After years of knowing you, and a few following your writing/teaching/blogging, I am challenged with any insinuation that you expect anyone to parent your children or take the slightest responsibility for the adjustment of your children (other than what they are paid to do, in the case of teaching and limited learning equipping). I appreciate you transparently humbling yourself, making your life public so others can share in your challenges and victories. Even with your wonderful writing skills, conveying your deepest desire for your children to be healthy and happy (while exhausting your resources) can be hard with black and white font. Keep at it!! Side note: (please take with a grain of salt) I know you…very well…and I would never qualify you a ‘romantic’ as much as I would a ‘brass-tacks realist.’

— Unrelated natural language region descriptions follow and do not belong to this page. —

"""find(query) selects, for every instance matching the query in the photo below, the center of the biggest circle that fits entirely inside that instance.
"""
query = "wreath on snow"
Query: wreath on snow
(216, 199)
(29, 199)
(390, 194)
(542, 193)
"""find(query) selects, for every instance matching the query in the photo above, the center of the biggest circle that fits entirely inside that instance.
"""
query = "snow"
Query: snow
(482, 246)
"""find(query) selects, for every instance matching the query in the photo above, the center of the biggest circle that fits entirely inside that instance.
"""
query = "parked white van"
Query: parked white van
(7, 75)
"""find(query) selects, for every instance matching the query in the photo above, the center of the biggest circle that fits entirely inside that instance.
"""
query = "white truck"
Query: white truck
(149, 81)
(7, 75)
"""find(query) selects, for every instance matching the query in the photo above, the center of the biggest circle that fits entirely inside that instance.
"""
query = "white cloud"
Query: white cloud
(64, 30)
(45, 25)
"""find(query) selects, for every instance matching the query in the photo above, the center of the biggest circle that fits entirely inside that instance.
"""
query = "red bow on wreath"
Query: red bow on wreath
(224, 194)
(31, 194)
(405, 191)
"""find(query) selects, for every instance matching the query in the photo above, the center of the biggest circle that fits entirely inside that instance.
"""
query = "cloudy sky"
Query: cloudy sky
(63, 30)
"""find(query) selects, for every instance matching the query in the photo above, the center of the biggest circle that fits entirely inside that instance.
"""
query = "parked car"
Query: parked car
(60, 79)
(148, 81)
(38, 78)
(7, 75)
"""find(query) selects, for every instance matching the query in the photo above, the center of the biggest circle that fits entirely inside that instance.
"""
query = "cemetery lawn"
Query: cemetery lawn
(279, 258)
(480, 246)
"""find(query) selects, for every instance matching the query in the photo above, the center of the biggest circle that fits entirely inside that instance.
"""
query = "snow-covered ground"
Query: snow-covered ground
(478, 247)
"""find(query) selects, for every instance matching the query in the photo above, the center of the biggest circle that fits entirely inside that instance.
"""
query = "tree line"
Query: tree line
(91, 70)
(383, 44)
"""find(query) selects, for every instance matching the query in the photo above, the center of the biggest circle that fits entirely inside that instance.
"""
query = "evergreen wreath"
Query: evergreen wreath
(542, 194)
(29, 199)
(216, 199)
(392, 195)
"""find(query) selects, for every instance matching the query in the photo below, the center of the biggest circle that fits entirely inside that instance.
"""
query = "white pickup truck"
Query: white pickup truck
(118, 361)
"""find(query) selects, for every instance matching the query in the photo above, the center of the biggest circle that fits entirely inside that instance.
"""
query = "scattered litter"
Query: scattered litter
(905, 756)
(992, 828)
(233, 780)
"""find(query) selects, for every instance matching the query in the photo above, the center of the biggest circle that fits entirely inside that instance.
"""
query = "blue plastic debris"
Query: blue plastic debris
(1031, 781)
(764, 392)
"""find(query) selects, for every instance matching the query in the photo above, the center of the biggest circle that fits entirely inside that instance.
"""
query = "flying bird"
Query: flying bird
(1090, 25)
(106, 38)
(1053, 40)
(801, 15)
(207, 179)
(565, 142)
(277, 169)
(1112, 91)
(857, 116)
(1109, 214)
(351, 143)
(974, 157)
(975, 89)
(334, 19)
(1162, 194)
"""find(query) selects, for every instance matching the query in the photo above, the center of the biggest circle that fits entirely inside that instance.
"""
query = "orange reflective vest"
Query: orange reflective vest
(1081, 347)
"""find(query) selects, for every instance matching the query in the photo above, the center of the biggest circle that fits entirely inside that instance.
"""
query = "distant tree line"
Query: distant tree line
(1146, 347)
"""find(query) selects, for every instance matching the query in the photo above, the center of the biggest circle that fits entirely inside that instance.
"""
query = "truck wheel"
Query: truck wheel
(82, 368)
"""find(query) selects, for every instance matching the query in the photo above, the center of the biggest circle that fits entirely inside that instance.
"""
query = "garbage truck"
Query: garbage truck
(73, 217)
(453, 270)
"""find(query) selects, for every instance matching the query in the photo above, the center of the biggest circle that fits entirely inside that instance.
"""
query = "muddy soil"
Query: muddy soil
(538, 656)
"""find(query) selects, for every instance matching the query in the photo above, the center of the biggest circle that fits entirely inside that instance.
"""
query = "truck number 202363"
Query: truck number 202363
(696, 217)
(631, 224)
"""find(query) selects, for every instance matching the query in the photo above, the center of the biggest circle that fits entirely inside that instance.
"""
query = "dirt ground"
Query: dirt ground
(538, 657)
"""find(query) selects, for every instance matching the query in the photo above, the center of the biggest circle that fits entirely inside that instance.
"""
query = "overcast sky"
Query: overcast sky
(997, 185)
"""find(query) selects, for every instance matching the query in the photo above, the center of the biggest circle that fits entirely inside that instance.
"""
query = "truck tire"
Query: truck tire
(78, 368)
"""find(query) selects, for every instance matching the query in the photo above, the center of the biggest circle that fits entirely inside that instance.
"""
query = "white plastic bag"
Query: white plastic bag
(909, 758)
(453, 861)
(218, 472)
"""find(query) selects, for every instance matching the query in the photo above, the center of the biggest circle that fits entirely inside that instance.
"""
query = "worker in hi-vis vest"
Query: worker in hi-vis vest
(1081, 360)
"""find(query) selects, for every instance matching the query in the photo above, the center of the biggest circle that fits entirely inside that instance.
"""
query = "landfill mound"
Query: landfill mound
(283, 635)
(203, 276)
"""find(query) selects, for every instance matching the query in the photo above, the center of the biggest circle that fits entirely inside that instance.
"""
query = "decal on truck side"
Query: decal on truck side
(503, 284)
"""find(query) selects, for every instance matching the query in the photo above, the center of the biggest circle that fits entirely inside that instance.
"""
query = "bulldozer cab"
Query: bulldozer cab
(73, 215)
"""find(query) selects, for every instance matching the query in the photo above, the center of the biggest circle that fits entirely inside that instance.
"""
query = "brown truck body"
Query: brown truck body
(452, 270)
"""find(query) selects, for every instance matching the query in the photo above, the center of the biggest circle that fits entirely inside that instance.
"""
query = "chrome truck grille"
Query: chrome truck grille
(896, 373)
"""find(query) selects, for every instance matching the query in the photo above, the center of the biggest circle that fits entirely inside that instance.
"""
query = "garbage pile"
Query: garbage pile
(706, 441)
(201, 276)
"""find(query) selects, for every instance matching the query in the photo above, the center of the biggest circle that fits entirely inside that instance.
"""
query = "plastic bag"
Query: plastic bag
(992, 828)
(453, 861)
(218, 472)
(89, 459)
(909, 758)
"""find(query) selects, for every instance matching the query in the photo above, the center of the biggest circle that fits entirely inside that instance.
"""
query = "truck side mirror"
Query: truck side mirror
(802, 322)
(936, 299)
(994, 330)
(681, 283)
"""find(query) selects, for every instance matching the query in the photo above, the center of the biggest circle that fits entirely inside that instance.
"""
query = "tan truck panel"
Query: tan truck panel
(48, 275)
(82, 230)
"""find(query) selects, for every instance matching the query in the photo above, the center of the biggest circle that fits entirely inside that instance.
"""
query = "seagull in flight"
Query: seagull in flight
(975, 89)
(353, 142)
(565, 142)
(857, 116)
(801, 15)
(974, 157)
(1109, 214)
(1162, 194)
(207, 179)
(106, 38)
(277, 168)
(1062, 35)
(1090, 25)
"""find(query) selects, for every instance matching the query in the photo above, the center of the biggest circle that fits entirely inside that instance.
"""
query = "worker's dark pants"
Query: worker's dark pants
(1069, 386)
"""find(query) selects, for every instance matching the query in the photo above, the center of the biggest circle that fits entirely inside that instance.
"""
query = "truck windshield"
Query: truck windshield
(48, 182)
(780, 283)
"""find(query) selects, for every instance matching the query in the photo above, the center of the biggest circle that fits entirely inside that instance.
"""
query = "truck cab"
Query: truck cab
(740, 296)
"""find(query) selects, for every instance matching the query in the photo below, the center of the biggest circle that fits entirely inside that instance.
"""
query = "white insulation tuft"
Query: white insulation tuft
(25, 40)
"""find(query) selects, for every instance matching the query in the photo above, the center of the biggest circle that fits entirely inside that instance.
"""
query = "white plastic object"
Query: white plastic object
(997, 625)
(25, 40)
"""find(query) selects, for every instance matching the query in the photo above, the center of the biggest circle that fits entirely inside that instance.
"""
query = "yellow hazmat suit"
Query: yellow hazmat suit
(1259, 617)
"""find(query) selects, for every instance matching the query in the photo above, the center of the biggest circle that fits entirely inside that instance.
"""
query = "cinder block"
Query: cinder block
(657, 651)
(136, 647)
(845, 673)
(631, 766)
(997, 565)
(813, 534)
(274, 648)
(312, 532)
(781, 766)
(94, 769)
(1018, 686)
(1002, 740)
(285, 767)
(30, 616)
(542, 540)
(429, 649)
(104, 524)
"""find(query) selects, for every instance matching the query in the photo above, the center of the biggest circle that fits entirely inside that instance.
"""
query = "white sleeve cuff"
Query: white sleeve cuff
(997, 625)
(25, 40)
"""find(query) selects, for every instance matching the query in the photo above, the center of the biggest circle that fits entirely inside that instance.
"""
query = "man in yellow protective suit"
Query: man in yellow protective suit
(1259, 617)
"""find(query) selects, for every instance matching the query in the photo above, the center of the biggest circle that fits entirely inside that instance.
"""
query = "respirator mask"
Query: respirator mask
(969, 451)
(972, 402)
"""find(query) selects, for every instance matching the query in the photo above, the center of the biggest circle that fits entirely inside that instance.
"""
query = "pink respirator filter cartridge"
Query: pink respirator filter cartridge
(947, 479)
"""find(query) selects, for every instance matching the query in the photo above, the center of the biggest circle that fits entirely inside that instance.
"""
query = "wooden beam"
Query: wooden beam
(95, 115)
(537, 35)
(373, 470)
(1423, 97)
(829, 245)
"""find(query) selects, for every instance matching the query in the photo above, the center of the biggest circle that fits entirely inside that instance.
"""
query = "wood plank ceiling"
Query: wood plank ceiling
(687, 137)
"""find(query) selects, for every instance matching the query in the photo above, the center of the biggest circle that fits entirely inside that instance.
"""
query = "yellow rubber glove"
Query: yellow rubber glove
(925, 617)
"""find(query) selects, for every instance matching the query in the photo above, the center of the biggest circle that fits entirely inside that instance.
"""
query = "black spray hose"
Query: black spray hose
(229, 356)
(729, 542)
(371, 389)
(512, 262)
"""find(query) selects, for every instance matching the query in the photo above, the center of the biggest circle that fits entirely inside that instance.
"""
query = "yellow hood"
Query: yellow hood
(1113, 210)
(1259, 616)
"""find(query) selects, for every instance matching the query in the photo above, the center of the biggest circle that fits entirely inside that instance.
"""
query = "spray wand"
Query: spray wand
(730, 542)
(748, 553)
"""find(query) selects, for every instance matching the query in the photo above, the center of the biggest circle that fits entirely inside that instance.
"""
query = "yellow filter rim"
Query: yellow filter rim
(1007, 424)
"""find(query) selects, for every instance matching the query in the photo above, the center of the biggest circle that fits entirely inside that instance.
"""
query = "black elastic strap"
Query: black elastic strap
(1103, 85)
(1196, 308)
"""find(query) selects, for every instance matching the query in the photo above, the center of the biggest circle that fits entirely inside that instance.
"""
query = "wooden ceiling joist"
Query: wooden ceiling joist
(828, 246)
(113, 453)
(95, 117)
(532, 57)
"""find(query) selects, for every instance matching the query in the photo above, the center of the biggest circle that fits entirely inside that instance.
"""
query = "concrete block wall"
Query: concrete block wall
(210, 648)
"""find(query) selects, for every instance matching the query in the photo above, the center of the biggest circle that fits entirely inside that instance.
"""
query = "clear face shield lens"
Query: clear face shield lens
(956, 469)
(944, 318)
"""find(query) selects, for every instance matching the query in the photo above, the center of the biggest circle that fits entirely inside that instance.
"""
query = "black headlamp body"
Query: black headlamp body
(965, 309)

Yes, you could say that you’ve known me a long time, and know me well – like from the minute you were born! You’re awesome, my fantastic sis! I love you tons and appreciate you commenting for the first time just to stick up for me.
This is the first year in 18 years that I have not homeschooled and both my children are in schools. They know they are only there because THEY want to be. They wanted a larger social network. I’m always ok with them learning outside a school building. However, since they have chosen school, and it is an institution, there are inherent attitudes that go with that. Schools have a hard time with anything that doesn’t conform properly so I’m advising my children (mostly one) on how to best work with that mindset without losing their individuality. It’s a learning process for all of us, and a valuable one I think for dealing with the world. Avivah, you are an amazing advocate for your children and I gain a lot by reading how you are navigating not just a new school situation, but a whole new country! Yasher Koach.
There is a huge philosophical difference between Israeli and American Jewish schools. In Israel it’s “sink or swim.” The feeling is that a child may have difficulties, but eventually s/he will “get it.” Never mind that those difficulties can really cause trauma until then, but it’s a kind of “pull up your bootstraps and toughen up” kind of mentality. In the US it’s more of a “we won’t let you sink so you can swim.” Children are pulled out of class for special one on one tutoring etc until they’re caught up. I am speaking anecdotally but from realtime experience. Part of the Israeli attitude is cultural, and part of it is due to the extremely large class size. One time my daughter was refusing to do homework. I asked the teacher if she could simply ensure that my daughter would write the homework assignment down each day and then I would assure that my daughter would get the work done. Her answer was, “Lady, how can you expect me to do this when I have 40 kids in my class? It is her responsibility to write it down, not my responsibility to check on her!” She was 8 years old at the time. When we returned to the US, the very first comment about her teachers was, “Hen kol kach simpatiot!” They are so caring! She couldn’t believe it! I’m not saying that the Israeli “way” doesn’t work. But it can be painful for the parent to watch their kid get through it.